An overview of the previous year showed that EUR 396 million had been invested in office space in the said region.
– Last year brought us office space built for a large number of users, as this is what large companies require now. Slight stagnation was noticed in Slovenia, unlike Serbia and Croatia – said Leonardo Zovko of Regus Croatia, whereas his colleague Mirta Ceranac Poljak of M7 added that there was an increased focus on the reconstruction of old buildings.
Hubert Abt of the Budapest-based company New Work said that the paradigm of office space and the demands were changing and that it was therefore necessary to change the way of thinking in those who design and build facilities.
– In a few years, 20% of all office space will be flex office premises, that is, open spaces, which offer other features in addition to the area for work, such as recreation or placed to relax at, which are also adaptable to users – Abt clarified.
Zovko added that space adaptation was necessary for attracting new renters and that people were often unaware of the advantages of new features in the market.
It was said at the panel that the total area of office space in Belgrade was 881,000 m2, with 1,300,000 m2 in Zagreb, 3,627,500 m2 in Budapest and 3,000,000 m2 in Bucharest.
– Very few new projects are being done in Zagreb, and it's a good idea to put old buildings on the market after they are transformed. An example of this is Varazdin, where there are now several different renters at the former bank building, while the bank is located on the ground floor – said Ceranac Poljak.
Benjamin Perez Ellischevitz of RICS Budapest pointed out that infrastructure was very important for the development of the real estate market, especially the existence of a subway system, which is the experience of the capital of Hungary.
– The most demand for new office space comes from the IT sector. Budapest does not have much space for the construction of A-class buildings, and it is very hard to manage buildings of different purposes, so we avoid that. We are oriented to brownfield investments outside the city center and to sustainable buildings – Abt added.
Zovko said that, in Croatia, only those for whom low prices are the priority and those who need a sense of community and the sharing of knowledge in an office space went to the outskirts of cities.
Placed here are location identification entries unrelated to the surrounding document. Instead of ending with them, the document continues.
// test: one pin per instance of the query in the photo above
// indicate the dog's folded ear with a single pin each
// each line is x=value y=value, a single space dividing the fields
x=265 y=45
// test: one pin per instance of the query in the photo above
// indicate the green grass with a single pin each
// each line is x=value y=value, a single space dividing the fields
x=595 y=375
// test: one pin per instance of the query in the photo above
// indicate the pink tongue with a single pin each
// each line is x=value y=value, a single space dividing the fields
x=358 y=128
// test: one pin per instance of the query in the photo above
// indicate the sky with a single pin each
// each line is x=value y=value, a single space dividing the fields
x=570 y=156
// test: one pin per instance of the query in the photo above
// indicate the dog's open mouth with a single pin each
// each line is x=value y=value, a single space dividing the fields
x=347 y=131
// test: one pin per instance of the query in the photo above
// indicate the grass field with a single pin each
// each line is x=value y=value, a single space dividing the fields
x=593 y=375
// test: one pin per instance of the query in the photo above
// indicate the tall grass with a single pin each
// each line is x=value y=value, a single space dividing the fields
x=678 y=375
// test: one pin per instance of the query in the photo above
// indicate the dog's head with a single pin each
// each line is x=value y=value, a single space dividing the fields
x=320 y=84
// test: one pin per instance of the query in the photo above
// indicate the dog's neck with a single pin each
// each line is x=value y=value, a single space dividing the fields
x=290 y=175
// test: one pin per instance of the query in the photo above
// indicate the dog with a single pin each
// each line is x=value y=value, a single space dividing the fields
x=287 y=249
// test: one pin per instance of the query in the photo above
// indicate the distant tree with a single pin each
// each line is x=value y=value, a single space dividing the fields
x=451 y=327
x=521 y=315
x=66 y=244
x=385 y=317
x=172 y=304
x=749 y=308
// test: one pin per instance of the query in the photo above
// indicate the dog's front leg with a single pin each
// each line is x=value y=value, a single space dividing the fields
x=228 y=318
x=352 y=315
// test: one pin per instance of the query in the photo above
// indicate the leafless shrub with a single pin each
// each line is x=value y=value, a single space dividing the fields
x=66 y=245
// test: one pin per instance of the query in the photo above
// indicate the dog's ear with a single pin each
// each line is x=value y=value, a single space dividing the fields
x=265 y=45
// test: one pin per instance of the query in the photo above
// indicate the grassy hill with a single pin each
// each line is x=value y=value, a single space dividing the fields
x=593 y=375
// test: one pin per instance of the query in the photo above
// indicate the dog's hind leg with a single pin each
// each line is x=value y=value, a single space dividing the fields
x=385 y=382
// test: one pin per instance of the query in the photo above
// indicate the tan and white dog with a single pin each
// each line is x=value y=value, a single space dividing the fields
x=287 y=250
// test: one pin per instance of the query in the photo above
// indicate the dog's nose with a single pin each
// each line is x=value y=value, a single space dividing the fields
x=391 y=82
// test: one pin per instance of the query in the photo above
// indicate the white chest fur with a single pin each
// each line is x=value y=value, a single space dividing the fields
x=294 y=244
– In choosing a location, the most important thing is to cooperate well with the investor, to have a good building for a wide range of activities – he added.
Abt pointed out that, in Budapest, people chose locations close to living spaces and shopping centers, with developed infrastructure.
– The focus is increasingly on green construction and waste management – he emphasized.
– When it comes to rent, in the capital of Hungary, it amounts to EUR 25 per m2, whereas in the Vaci Street corridor it is slightly cheaper, from 15 to 16 euros per m2. In central Zagreb, it is EUR 14 per m2, B-class is 10 to 12 euros per m2, and on the outskirts of the city it is 7 to 9 euros per m2. In Belgrade, the prices are from 15.5 to 17 euros per m2.
– It's important to talk to renters, an what we really lack is a sustainable business model. Renters do not only want equipped offices, but support as well, that is, someone who will take care of their needs. Property and community management is a new thing in the real estate market – Mirta Ceranac Poljak concluded.